Moers. Auf Betreiben der Innogy SE hat der Künstler Mark Roberz einen bunten Hingucker in Schaephuysen gezaubert. Von Sabine Hannemann

Wie Schmuck sieht die "Kompaktstation" am Ortsausgang von Schaephuysen, Richtung Rheurdt, aus. Ein Hingucker, der sich mit Motiven von Ortsmarken bei Vorbeifahrenden bemerkbar macht. Graffitikünstler haben den St. Michaelsturm und die grünen Schaephuysener Höhen auf den Kasten gesprüht. Er zeigt jetzt viel Natur: Schmetterlinge, Kornblumen, Klatschmohn. Tiere wie Pferd und Fasan gehören mit in dieses grüne Landschaftsidyll.

Die Kompaktstation ist einer der Energiestandorte, die das Unternehmen Innogy SE in Schaephuysen farbig gestaltet hat. Ein weiteres Exemplar steht an der Grünstraße. Das grüne RWE-Tochterunternehmen Innogy SE bündelt seit Frühjahr die Bereiche erneuerbare Energien, Vertrieb, Netz und Infrastruktur.

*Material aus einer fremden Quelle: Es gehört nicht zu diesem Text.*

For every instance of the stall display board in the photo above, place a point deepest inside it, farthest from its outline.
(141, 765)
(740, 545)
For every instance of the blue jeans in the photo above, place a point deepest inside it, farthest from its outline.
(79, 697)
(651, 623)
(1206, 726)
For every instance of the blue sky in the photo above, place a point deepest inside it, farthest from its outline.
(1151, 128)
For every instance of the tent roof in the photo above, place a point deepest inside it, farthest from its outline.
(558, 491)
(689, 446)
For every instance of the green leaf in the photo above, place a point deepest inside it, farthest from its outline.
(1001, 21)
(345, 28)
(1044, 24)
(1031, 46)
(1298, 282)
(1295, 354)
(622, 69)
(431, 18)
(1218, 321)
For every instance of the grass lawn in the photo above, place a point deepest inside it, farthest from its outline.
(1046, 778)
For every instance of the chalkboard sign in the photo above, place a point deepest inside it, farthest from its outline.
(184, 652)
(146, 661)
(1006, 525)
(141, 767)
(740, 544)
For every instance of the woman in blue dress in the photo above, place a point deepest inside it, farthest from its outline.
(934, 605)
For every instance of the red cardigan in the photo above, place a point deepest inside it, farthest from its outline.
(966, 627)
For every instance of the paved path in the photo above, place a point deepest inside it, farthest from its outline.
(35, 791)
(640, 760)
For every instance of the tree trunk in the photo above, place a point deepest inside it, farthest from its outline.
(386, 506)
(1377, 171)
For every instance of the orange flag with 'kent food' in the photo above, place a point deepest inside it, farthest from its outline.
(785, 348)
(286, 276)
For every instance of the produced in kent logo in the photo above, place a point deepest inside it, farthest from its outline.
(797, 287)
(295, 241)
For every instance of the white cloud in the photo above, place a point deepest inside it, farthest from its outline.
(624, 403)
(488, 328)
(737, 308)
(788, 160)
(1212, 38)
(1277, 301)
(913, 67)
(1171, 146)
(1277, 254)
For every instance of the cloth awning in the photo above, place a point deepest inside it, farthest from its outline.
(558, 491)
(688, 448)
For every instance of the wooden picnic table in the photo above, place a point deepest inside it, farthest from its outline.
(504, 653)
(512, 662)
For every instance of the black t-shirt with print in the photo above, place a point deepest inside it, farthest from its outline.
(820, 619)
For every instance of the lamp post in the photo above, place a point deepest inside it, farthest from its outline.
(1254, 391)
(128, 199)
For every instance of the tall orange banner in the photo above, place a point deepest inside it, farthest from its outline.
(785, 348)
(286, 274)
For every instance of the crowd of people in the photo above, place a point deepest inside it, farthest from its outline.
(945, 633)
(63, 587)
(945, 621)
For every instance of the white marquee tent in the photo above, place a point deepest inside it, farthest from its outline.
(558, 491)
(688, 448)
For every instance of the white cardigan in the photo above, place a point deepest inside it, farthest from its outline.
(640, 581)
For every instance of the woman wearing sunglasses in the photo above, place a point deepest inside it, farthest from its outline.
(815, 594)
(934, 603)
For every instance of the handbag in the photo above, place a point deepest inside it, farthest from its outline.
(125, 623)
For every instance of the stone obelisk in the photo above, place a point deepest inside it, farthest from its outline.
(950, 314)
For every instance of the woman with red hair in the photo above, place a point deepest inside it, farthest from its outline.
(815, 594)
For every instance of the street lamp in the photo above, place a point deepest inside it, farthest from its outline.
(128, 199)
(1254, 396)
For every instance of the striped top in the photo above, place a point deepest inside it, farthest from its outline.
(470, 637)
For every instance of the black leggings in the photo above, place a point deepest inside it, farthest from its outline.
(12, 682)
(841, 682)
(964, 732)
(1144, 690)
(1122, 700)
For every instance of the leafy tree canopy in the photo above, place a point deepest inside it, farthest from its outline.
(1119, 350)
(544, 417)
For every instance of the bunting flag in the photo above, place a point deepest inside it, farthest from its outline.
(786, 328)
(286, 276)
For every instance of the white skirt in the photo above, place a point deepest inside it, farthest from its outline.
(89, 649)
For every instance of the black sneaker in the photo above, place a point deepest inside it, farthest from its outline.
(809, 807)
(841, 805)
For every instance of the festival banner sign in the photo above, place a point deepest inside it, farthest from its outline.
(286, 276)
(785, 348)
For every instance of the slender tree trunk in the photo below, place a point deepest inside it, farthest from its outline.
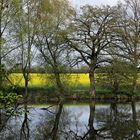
(59, 83)
(56, 122)
(92, 83)
(134, 115)
(92, 133)
(134, 84)
(0, 54)
(25, 131)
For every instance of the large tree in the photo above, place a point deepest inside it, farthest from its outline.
(53, 18)
(91, 36)
(24, 27)
(7, 13)
(127, 36)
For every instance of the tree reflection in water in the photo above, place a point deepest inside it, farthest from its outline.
(65, 122)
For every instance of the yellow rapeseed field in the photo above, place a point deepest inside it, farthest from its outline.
(39, 80)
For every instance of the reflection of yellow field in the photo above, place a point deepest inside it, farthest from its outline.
(39, 80)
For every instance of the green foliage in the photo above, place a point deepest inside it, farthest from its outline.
(9, 102)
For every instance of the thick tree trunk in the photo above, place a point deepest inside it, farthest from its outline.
(92, 132)
(92, 83)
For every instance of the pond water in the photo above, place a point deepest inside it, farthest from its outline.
(85, 121)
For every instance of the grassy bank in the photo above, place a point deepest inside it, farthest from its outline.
(76, 86)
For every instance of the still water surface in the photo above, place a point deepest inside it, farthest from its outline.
(87, 121)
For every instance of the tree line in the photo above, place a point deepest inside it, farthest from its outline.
(53, 35)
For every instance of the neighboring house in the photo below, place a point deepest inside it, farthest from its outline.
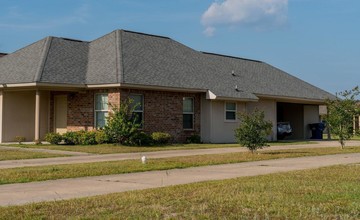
(59, 84)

Der Schaephuysener Michael Sonfeld ist als Liegenschaftler der Region Niederrhein für die verschiedenen Stationen in ihrer optischen Gestaltung zuständig. Zugleich ist er Mitglied in der örtlichen Projektgruppe "Dorfbild". Für ihn ist das umlaufende Bild der Kompaktstation gelungen und hat das Zeug dazu, "ein Wahrzeichen von Schaephuysen zu werden", sagt Sonfeld. Dass das Kunst-Objekt den Schriftzug "Natürlich Schaephuysen" trägt, passt in das aktuelle Dorfentwicklungskonzept, das mit Aktionen wie dem Naturmarkt immer mehr das örtliche Profil schärft. Mit Mark Roberz (29) wurde ein Künstler gewonnen, der mit Airbrush-Technik eine fröhliche Sommerstimmung auf der Energiestation festgehalten hat. In einem Vorentwurf hatte er alle markanten Punkte des Dorfes skizziert. "Herausforderung war für mich, diese kleine Fläche zu gestalten", sagt Roberz mit Blick auf die Perspektiven. Seit über drei Jahren ist er bundesweit als Graffiti-Künstler unterwegs.

Die Verteilerstation zeigt bereits nach der offiziellen Übergabe Wirkung. Kämmerer Marcell Schüren hielt spontan, um das Kunstwerk zu begutachten. "Schick. Das passt einfach", so sein Kommentar. Sonfeld begleitet sowohl die Gestaltung der Kompaktstationen wie auch der ehemaligen Trafohäuschen, "die wir mit örtlichen und historischen Motiven oder Hofwappen gestalten. Wir schaffen immer eine Verbindung zu den Menschen und ihrer Heimat."

Speziell die ausgedienten RWE-Trafohäuschen liegen ihm am Herzen, die mancherorts sogar einer neuen Nutzung, wie in Obermörmter bei Xanten, zugeführt werden konnten. Bundesweit, so Sonfeld, seien von der Innogy knapp 80 Objekte auf diese Weise gestaltet und zum Hingucker geworden. So nun auch für Schaephuysen. "Sozusagen die Visitenkarte unseres Ortes."